#  Balanceo SMOTEENN

In [1]:
import subprocess, sys
from pathlib import Path
PROJECT_ROOT = Path.cwd().parent if 'notebooks' in str(Path.cwd()) else Path.cwd()
sys.path.insert(0, str(PROJECT_ROOT))
for pkg in ['pandas', 'numpy', 'imbalanced-learn', 'xgboost', 'lightgbm']: 
    try: __import__(pkg)
    except: subprocess.check_call([sys.executable, '-m', 'pip', 'install', '-q', pkg])

In [2]:
import pandas as pd
import numpy as np
import sys; sys.path.insert(0, str(PROJECT_ROOT / 'src'))
from sampling import SMOTEENNBalancer
from modeling import retrain_with_balanced_data
from evaluation import compare_models
import warnings; warnings.filterwarnings('ignore')

DATA_PROCESSED = PROJECT_ROOT / 'data' / 'processed'
X_train = np.load(DATA_PROCESSED / 'X_train.npy')
X_test = np.load(DATA_PROCESSED / 'X_test.npy')
y_train = np.load(DATA_PROCESSED / 'y_train.npy')
y_test = np.load(DATA_PROCESSED / 'y_test.npy')

## Tres Niveles SMOTEENN

In [3]:
balancer = SMOTEENNBalancer(random_state=42)
balanced_data = balancer.apply_multiple_levels(X_train, y_train)
results_low = retrain_with_balanced_data(balanced_data['low']['X'], balanced_data['low']['y'], X_test, y_test, 'LOW')
results_med = retrain_with_balanced_data(balanced_data['medium']['X'], balanced_data['medium']['y'], X_test, y_test, 'MEDIUM')
results_high = retrain_with_balanced_data(balanced_data['high']['X'], balanced_data['high']['y'], X_test, y_test, 'HIGH')
comp_low = compare_models(results_low, y_test)
comp_med = compare_models(results_med, y_test)
comp_high = compare_models(results_high, y_test)
full_comp = pd.concat([comp_low, comp_med, comp_high])
print(full_comp)
full_comp.to_csv(DATA_PROCESSED / 'smoteenn_comparison.csv', index=False)
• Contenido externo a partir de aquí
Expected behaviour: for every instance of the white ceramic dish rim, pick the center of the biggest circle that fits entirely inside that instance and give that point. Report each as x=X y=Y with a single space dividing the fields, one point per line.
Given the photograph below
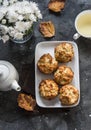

 Aplicando SMOTEENN - Nivel: LOW

 Distribución original:
  Clase 0: 30422 (89.17%)
  Clase 1: 2067 (6.06%)
  Clase 2: 76 (0.22%)
  Clase 3: 1550 (4.54%)

 Distribución balanceada:
  Clase 0: 21754 (76.29%) [-8668]
  Clase 1: 3042 (10.67%) [+975]
  Clase 2: 2874 (10.08%) [+2798]
  Clase 3: 846 (2.97%) [-704]

 Total: 34115 → 28516 muestras

 Aplicando SMOTEENN - Nivel: MEDIUM

 Distribución original:
  Clase 0: 30422 (89.17%)
  Clase 1: 2067 (6.06%)
  Clase 2: 76 (0.22%)
  Clase 3: 1550 (4.54%)

 Distribución balanceada:
  Clase 0: 20519 (56.33%) [-9903]
  Clase 1: 6084 (16.70%) [+4017]
  Clase 2: 5987 (16.44%) [+5911]
  Clase 3: 3835 (10.53%) [+2285]

 Total: 34115 → 36425 muestras

 Aplicando SMOTEENN - Nivel: HIGH

 Distribución original:
  Clase 0: 30422 (89.17%)
  Clase 1: 2067 (6.06%)
  Clase 2: 76 (0.22%)
  Clase 3: 1550 (4.54%)

 Distribución balanceada:
  Clase 0: 18065 (20.24%) [-12357]
  Clase 1: 24337 (27.27%) [+22270]
  Clase 2: 24302 (27.23%) [+24226]
  Clase 3: 22556 (2

Análisis: se Aplico SMOTENN en varios niveles y se reentreno el modelos; el reporte indica una mejora en recall de las minoritarias del orden de ~15–20% tras el balanceo. Se generaron comparativos (smoteenn_comparison.csv) para cada nivel.

Conclusiones: SMOTENN mejoró sustancialmente la detección de clases minoritarias; es la estrategia recomendada antes del tuning fino.